Credit-bearing and Continuing Education (CE) Library Classes

Over the last three months, I have been investigating the process for making Library courses available for either UCSF course credit or Continuing Education (CE). I presented my findings at the last Community of Practice meeting and want to share my final report and presentation slides with you. The report includes steps for both processes, contact information, examples, and further reading. I have summarized some key findings below. 

Credit-bearing classes: quarter/semester-long classes taken for a letter grade. 10 hours = 1 credit unit. 
Audience: classes can only be taken by enrolled students working towards a UCSF degree. 
Updates:The most significant change comes with the Graduate Division’s ability to offer credit-bearing classes. This new development makes it easier for other departments outside of the professional schools (Med, Dent, Pharm, and Nursing), such as the Library, to offer credit-bearing classes to enrolled students across disciplines through the Graduate Division.

Continuing Education (CE) classes: one-shot classes, which can be anywhere from one hour to several days, online, in-person, or hybrid. 1 contact hour = one CE unit.
Audience: working clinical professionals.
Updates:Previously each professional school had its own CE office with different processes and coordinators. Now, the CE offices in the School of Medicine, School of Pharmacy, and School of Dentistry have merged and employ the same accrediting and reporting process. This makes it easier to apply for CE class accreditation for multiple professions at once.
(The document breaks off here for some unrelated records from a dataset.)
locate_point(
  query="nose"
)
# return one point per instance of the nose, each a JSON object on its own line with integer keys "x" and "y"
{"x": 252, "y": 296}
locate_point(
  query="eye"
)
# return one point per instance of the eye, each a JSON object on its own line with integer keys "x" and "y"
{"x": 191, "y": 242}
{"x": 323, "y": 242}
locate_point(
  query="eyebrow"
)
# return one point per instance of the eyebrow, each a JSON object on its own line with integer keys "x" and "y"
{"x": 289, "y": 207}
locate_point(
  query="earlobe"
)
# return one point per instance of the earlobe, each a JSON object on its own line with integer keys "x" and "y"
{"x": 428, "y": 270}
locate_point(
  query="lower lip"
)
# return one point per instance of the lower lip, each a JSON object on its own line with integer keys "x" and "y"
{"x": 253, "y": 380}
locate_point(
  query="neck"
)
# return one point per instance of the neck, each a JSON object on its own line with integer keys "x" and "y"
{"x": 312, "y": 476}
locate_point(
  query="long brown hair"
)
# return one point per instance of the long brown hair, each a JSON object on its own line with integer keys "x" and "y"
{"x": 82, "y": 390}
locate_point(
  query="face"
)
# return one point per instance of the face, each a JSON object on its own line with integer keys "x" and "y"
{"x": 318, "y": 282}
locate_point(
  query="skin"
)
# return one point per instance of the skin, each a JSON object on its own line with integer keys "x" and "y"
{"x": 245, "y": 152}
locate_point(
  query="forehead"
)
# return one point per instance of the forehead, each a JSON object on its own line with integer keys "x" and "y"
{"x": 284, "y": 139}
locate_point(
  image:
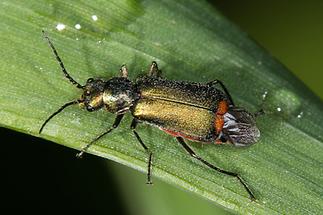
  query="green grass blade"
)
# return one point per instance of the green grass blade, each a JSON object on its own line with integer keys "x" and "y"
{"x": 191, "y": 41}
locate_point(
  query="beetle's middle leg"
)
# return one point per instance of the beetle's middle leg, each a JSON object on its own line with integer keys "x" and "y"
{"x": 153, "y": 70}
{"x": 114, "y": 126}
{"x": 133, "y": 127}
{"x": 233, "y": 174}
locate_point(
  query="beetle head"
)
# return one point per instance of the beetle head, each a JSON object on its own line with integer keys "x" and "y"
{"x": 92, "y": 97}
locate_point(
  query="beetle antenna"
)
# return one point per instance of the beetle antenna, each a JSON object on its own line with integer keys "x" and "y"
{"x": 57, "y": 112}
{"x": 61, "y": 62}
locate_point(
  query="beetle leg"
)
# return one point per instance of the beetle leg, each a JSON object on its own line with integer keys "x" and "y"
{"x": 133, "y": 127}
{"x": 154, "y": 71}
{"x": 123, "y": 71}
{"x": 236, "y": 175}
{"x": 115, "y": 125}
{"x": 215, "y": 82}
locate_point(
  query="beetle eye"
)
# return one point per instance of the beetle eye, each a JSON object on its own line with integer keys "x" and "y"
{"x": 90, "y": 80}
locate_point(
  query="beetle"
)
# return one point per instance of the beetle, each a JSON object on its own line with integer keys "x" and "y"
{"x": 186, "y": 110}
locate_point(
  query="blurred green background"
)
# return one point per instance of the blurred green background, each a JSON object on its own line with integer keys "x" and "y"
{"x": 37, "y": 179}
Nursing is the only professional school with a unique process. Both processes are detailed in the report. 

Through this project, I learned so much more about the uniqueness of our institution. When speaking with people in other departments on campus, I picked up on their intrigue for the Library and had opportunities to share the wide range of things we do. At times, I didn’t hear back from multiple emails, and then, found myself surprised by their eagerness to work with Library Staff. Overall, I was very encouraged to see how other departments on campus view the Library as an opportunity for collaboration. 

We can position ourselves to fully incorporate into two primary campus activities at UCSF, research and education. For research, we are already embedded on research teams and contribute as scholars on systematic reviews. And now, there are even more opportunities to take our educational outputs to the next level through credit-bearing or CE classes. I hope my project encourages you to consider whether these types of classes will work for you and your audience. 

3 thoughts on “Credit-bearing and Continuing Education (CE) Library Classes”

  1. Hi Sofia,
    As per the March 5th email, the library is prohibited from charging USCF students for classes as we are not an academic department. There is currrently no mechanism for collecting money on a per head basis. $15 is untenable. Have you discovered new information that the EVCP finance office isn’t aware of?

    • Hi Haley,

      That is correct- the School of Nursing CE Office charges $15 as an admin fee for processing the CE certificate. Students pay through the School of Nursing. The Library does not handle the transaction. The other professional schools (Med, Dent, Pharm) may charge other departments for sponsoring CEs, however, according to Tymothi Peters, I was told that the Library is “educational” and may have CE fees waived, especially since we are not allowed to charge students. There are other departments on campus that offer CEs and do not charge.

      Any Credit-bearing class taught by Library Staff goes through a professional school or Graduate Division. The Library does not sponsor, nor charge for the class. My report points to other UC Libraries that have offered credit-bearing classes in the same way.

  2. The process to become credit-bearing is not viable at this point for the library as explained to me by several sources, as we would not be able to charge a price that could even begin to cover the cost of administering credit-bearing classes.